Charset and Collation

WordPress uses UTF-8 character encoding with MySQL/MariaDB collations optimized for Unicode.

Default Settings

Since WordPress 4.2 (2015):

// wp-config.php defaults
define( 'DB_CHARSET', 'utf8mb4' );
define( 'DB_COLLATE', '' );  // Uses database default

utf8mb4 vs utf8

Feature utf8 utf8mb4
Max bytes per character 3 4
Emoji support
Full Unicode
Supplementary characters

WordPress requires utf8mb4 for full emoji and international character support.

Common Collations

Collation Description
utf8mb4_unicode_ci Unicode sorting, case-insensitive
utf8mb4_unicode_520_ci Unicode 5.2, improved sorting
utf8mb4_general_ci Faster but less accurate sorting
utf8mb4_bin Binary comparison (case-sensitive)
utf8mb4_0900_ai_ci MySQL 8.0 default, accent-insensitive

WordPress default: utf8mb4_unicode_520_ci

Checking Current Settings

Database Level

SELECT @@character_set_database, @@collation_database;

Table Level

SELECT table_name, table_collation 
FROM information_schema.tables 
WHERE table_schema = 'your_database';

Column Level

SELECT column_name, character_set_name, collation_name
FROM information_schema.columns
WHERE table_schema = 'your_database'
  AND table_name = 'wp_posts';

Show Table Status

SHOW TABLE STATUS LIKE 'wp_posts';

WordPress Configuration

In wp-config.php

// Full 4-byte UTF-8 (recommended)
define( 'DB_CHARSET', 'utf8mb4' );

// Let WordPress choose collation
define( 'DB_COLLATE', '' );

// Or specify explicitly
define( 'DB_COLLATE', 'utf8mb4_unicode_520_ci' );

In $wpdb

global $wpdb;
$wpdb->charset;   // 'utf8mb4'
$wpdb->collate;   // 'utf8mb4_unicode_520_ci'

Converting Existing Tables

Check for Mixed Encodings

SELECT table_name, table_collation
FROM information_schema.tables
WHERE table_schema = 'your_database'
  AND table_collation NOT LIKE 'utf8mb4%';

Convert Table to utf8mb4

ALTER TABLE wp_posts 
CONVERT TO CHARACTER SET utf8mb4 
COLLATE utf8mb4_unicode_520_ci;

Convert All Tables

-- Generate ALTER statements
SELECT CONCAT(
    'ALTER TABLE `', table_name, '` ',
    'CONVERT TO CHARACTER SET utf8mb4 ',
    'COLLATE utf8mb4_unicode_520_ci;'
)
FROM information_schema.tables
WHERE table_schema = 'your_database'
  AND table_type = 'BASE TABLE';

Index Length Limits

The 767 Byte Limit

Older MySQL (pre-5.7) limits index key length to 767 bytes.

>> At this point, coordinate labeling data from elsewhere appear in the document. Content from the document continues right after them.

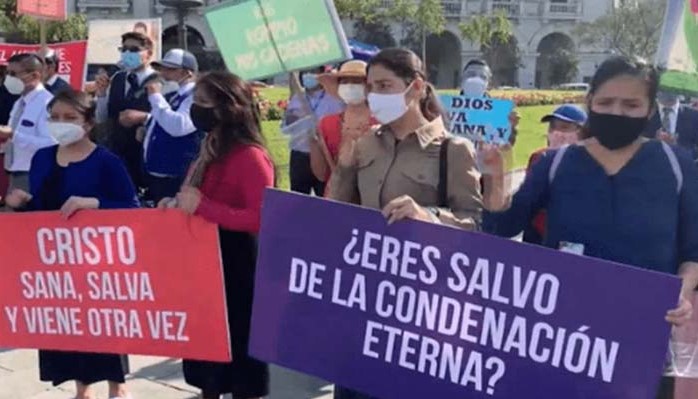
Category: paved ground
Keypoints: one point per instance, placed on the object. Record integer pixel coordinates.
(152, 378)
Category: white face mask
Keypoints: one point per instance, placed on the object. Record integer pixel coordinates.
(66, 133)
(387, 108)
(352, 93)
(474, 87)
(14, 85)
(170, 86)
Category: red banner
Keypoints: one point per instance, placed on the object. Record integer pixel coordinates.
(48, 9)
(143, 282)
(71, 58)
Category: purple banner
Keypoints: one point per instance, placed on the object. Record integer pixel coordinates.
(420, 310)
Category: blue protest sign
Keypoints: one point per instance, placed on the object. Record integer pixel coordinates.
(417, 310)
(480, 119)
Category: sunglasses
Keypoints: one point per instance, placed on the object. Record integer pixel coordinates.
(131, 49)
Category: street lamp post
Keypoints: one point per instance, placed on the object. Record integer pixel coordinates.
(182, 8)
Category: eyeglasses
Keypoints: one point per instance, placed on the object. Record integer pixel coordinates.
(130, 49)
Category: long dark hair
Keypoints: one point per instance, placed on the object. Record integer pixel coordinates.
(617, 66)
(239, 119)
(408, 66)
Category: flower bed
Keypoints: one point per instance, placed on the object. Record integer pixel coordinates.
(272, 102)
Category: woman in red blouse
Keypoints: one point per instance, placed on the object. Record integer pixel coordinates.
(225, 187)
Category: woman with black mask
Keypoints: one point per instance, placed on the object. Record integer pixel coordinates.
(614, 195)
(226, 186)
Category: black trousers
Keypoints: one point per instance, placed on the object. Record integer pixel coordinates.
(302, 178)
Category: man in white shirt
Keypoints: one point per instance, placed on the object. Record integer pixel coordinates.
(28, 126)
(123, 101)
(172, 141)
(54, 83)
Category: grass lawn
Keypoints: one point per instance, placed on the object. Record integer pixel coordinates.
(531, 135)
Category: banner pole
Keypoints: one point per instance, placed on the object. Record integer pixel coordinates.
(295, 83)
(42, 32)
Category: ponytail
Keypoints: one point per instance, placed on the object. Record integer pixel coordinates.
(430, 104)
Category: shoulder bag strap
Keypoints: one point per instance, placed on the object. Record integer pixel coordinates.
(443, 173)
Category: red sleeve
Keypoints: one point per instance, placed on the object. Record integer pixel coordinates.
(254, 172)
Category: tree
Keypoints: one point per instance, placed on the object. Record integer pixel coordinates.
(377, 33)
(23, 29)
(494, 34)
(424, 17)
(562, 66)
(631, 29)
(365, 11)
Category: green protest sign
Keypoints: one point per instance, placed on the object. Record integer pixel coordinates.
(677, 54)
(261, 38)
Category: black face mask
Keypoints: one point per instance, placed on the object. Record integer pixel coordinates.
(204, 118)
(615, 131)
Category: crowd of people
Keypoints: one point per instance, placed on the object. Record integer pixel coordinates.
(617, 181)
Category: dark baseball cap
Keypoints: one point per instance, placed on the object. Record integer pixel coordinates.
(568, 113)
(178, 59)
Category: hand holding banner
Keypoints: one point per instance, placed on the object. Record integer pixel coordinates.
(113, 282)
(480, 119)
(421, 310)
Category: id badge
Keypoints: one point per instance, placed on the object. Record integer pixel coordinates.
(572, 248)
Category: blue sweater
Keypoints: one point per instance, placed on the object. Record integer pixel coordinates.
(635, 217)
(101, 175)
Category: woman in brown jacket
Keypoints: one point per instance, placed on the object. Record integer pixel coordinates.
(401, 168)
(410, 168)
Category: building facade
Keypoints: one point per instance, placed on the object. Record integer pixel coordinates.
(540, 27)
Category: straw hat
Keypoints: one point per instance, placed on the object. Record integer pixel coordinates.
(350, 69)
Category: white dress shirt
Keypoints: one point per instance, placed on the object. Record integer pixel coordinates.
(31, 133)
(175, 123)
(321, 104)
(102, 111)
(673, 118)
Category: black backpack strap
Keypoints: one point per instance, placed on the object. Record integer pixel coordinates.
(443, 173)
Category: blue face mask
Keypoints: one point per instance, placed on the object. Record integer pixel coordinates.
(131, 60)
(310, 81)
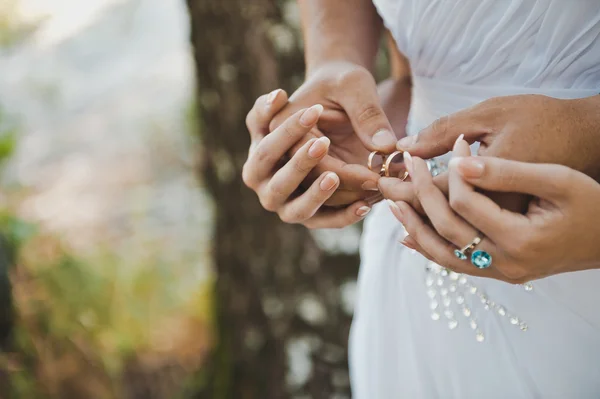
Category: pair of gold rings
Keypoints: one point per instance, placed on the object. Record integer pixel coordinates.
(391, 165)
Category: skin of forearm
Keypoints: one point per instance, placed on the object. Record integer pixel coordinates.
(340, 30)
(589, 109)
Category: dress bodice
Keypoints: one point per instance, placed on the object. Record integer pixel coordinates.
(544, 44)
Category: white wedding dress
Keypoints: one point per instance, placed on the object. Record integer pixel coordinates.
(419, 333)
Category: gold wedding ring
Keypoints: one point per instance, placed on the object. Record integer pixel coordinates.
(387, 166)
(372, 159)
(384, 164)
(467, 249)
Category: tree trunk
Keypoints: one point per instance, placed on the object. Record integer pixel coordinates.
(281, 329)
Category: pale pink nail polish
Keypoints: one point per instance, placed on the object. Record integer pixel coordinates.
(459, 139)
(408, 162)
(369, 185)
(406, 142)
(329, 181)
(363, 211)
(272, 96)
(319, 147)
(311, 115)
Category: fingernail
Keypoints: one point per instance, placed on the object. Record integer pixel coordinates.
(406, 142)
(407, 243)
(370, 185)
(408, 162)
(395, 209)
(375, 198)
(363, 211)
(458, 140)
(329, 181)
(319, 147)
(272, 96)
(470, 167)
(383, 138)
(311, 115)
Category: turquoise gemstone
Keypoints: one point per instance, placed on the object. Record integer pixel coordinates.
(481, 259)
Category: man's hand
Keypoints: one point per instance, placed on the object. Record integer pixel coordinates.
(354, 120)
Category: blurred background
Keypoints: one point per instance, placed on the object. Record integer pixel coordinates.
(133, 261)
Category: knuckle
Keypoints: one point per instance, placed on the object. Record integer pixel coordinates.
(439, 127)
(519, 246)
(302, 167)
(248, 176)
(514, 272)
(351, 76)
(563, 178)
(459, 203)
(446, 230)
(368, 113)
(268, 202)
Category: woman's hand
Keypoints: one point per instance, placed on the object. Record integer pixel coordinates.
(277, 186)
(527, 128)
(559, 232)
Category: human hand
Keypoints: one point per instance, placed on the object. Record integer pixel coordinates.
(557, 234)
(527, 128)
(355, 121)
(277, 186)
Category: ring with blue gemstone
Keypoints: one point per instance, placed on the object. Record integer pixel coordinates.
(464, 253)
(481, 259)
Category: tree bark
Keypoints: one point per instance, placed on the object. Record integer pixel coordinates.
(277, 295)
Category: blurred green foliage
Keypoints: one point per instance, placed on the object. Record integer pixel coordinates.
(83, 323)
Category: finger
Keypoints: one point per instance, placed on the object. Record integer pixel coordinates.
(551, 182)
(410, 243)
(264, 110)
(353, 177)
(359, 98)
(339, 218)
(500, 225)
(441, 250)
(436, 206)
(308, 203)
(287, 179)
(439, 137)
(273, 147)
(345, 197)
(397, 190)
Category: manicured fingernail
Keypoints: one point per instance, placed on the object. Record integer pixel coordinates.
(370, 185)
(383, 138)
(373, 199)
(407, 243)
(408, 162)
(329, 181)
(311, 115)
(458, 140)
(470, 167)
(406, 142)
(363, 211)
(319, 147)
(395, 209)
(272, 96)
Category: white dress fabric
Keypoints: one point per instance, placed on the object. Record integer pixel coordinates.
(539, 341)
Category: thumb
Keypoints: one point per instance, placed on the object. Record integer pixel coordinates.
(439, 137)
(496, 174)
(360, 100)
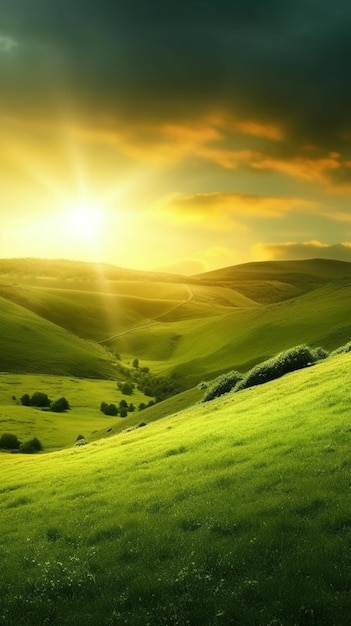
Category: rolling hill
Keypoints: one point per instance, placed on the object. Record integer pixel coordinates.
(192, 328)
(233, 512)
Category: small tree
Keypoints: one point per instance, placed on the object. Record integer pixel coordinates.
(60, 405)
(127, 389)
(111, 409)
(31, 446)
(40, 399)
(25, 400)
(9, 442)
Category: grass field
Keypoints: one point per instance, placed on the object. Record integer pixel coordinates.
(56, 431)
(233, 512)
(196, 328)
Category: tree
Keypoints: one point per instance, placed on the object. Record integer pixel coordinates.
(31, 446)
(127, 389)
(25, 400)
(60, 405)
(40, 399)
(9, 442)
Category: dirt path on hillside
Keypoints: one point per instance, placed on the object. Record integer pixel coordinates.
(153, 321)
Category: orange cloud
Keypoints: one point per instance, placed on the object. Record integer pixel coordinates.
(201, 205)
(302, 250)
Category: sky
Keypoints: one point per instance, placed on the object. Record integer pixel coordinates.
(182, 136)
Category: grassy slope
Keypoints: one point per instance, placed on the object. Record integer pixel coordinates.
(57, 431)
(204, 348)
(274, 281)
(235, 512)
(98, 310)
(31, 344)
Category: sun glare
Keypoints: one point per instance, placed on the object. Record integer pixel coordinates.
(84, 221)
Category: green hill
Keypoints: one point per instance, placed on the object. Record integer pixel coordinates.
(197, 349)
(233, 512)
(274, 281)
(31, 344)
(192, 328)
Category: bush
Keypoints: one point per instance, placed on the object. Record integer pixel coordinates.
(9, 442)
(111, 410)
(342, 350)
(60, 405)
(127, 389)
(31, 447)
(25, 400)
(222, 385)
(40, 399)
(283, 363)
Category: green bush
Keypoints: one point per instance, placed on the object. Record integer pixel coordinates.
(9, 442)
(60, 405)
(283, 363)
(342, 350)
(25, 400)
(222, 385)
(111, 410)
(40, 399)
(31, 447)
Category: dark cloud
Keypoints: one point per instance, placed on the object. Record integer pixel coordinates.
(308, 250)
(272, 60)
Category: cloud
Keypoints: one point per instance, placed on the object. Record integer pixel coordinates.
(185, 267)
(203, 205)
(7, 43)
(305, 250)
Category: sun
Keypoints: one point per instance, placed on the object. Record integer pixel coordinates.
(84, 221)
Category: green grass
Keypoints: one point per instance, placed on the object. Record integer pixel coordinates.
(204, 348)
(232, 512)
(31, 344)
(56, 431)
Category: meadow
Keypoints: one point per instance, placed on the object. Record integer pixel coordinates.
(231, 512)
(56, 431)
(234, 511)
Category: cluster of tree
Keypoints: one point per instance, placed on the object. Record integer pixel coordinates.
(41, 400)
(112, 409)
(8, 441)
(157, 387)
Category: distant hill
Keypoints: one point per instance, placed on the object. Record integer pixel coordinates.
(273, 281)
(30, 344)
(193, 328)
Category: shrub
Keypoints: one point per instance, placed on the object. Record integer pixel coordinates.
(203, 385)
(111, 409)
(25, 400)
(9, 442)
(31, 447)
(127, 389)
(222, 385)
(319, 354)
(60, 405)
(342, 350)
(283, 363)
(40, 399)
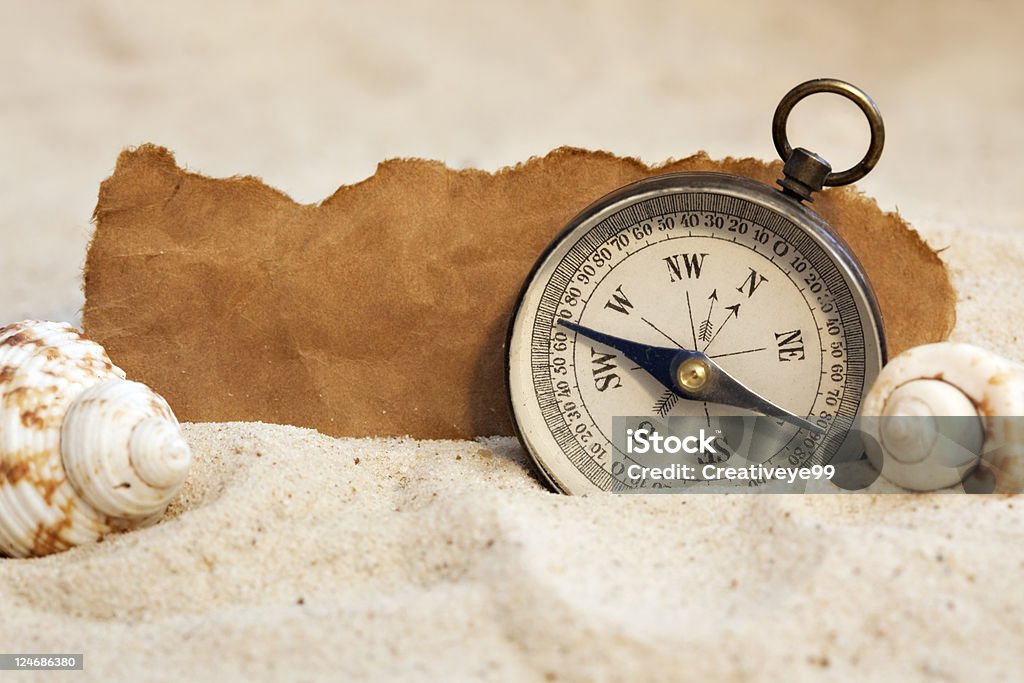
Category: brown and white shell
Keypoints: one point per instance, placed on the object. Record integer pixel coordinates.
(83, 451)
(942, 409)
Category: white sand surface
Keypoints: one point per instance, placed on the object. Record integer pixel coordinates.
(294, 556)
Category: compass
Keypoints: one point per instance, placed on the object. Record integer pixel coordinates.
(707, 295)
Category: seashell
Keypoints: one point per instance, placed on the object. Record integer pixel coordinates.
(83, 451)
(944, 410)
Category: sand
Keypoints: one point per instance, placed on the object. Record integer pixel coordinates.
(294, 556)
(291, 555)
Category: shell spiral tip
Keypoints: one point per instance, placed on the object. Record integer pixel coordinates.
(159, 453)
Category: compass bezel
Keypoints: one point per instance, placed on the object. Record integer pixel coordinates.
(741, 187)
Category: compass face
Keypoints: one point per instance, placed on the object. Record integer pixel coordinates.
(712, 263)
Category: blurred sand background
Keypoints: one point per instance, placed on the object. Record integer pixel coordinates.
(287, 557)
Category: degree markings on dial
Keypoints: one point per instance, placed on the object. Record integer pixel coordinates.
(851, 327)
(733, 312)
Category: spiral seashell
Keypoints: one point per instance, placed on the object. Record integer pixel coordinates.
(942, 410)
(83, 451)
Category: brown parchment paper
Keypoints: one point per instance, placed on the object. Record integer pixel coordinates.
(383, 310)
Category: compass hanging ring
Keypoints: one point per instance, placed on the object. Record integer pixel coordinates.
(805, 170)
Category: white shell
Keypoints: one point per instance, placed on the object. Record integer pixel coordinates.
(83, 452)
(981, 396)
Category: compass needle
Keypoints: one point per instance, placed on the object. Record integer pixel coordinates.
(781, 318)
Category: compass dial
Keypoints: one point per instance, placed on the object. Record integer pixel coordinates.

With utf8mb4 (4 bytes/char): 767 / 4 = 191 characters max

This is why you see indexes like:

KEY `meta_key` (`meta_key`(191))

Modern MySQL (5.7+)

With innodb_large_prefix=ON and ROW_FORMAT=DYNAMIC:

  • Index limit: 3072 bytes
  • 768 characters for utf8mb4

WordPress tables use ROW_FORMAT=Dynamic when available.

Common Issues

Emoji Broken

Cause: Tables still using utf8 (3-byte)
Fix: Convert to utf8mb4

"Specified key was too long"

Cause: Index exceeds byte limit
Fix:

  • Use (191) prefix for varchar indexes
  • Enable large prefix support
  • Use ROW_FORMAT=DYNAMIC

Collation Mismatch Errors

Cause: Joining tables with different collations
Fix: Ensure all tables use same collation, or cast in query:

SELECT * FROM wp_posts p
JOIN wp_postmeta pm ON p.ID = pm.post_id
WHERE pm.meta_key COLLATE utf8mb4_unicode_520_ci = 'my_key';

Mojibake (Garbled Characters)

Cause: Double-encoding or wrong connection charset
Fix:

// Ensure connection uses utf8mb4
$wpdb->set_charset( $wpdb->dbh, 'utf8mb4' );

Best Practices

  1. Use utf8mb4 for new installations
  2. Use utf8mb4_unicode_520_ci collation
  3. Set charset in wp-config.php before install
  4. Check collation consistency across all tables
  5. Backup before converting existing databases
  6. Test emoji after conversion (📝✅🎉)

Checking Emoji Support

-- Insert test emoji
INSERT INTO wp_options (option_name, option_value, autoload) 
VALUES ('emoji_test', '🎉📝✅', 'no');

-- Verify it stored correctly
SELECT option_value FROM wp_options WHERE option_name = 'emoji_test';

-- Clean up
DELETE FROM wp_options WHERE option_name = 'emoji_test';

Server Requirements

  • MySQL 5.5.3+ or MariaDB 5.5+
  • innodb_file_format = Barracuda (for large indexes)
  • innodb_large_prefix = ON (MySQL < 8.0)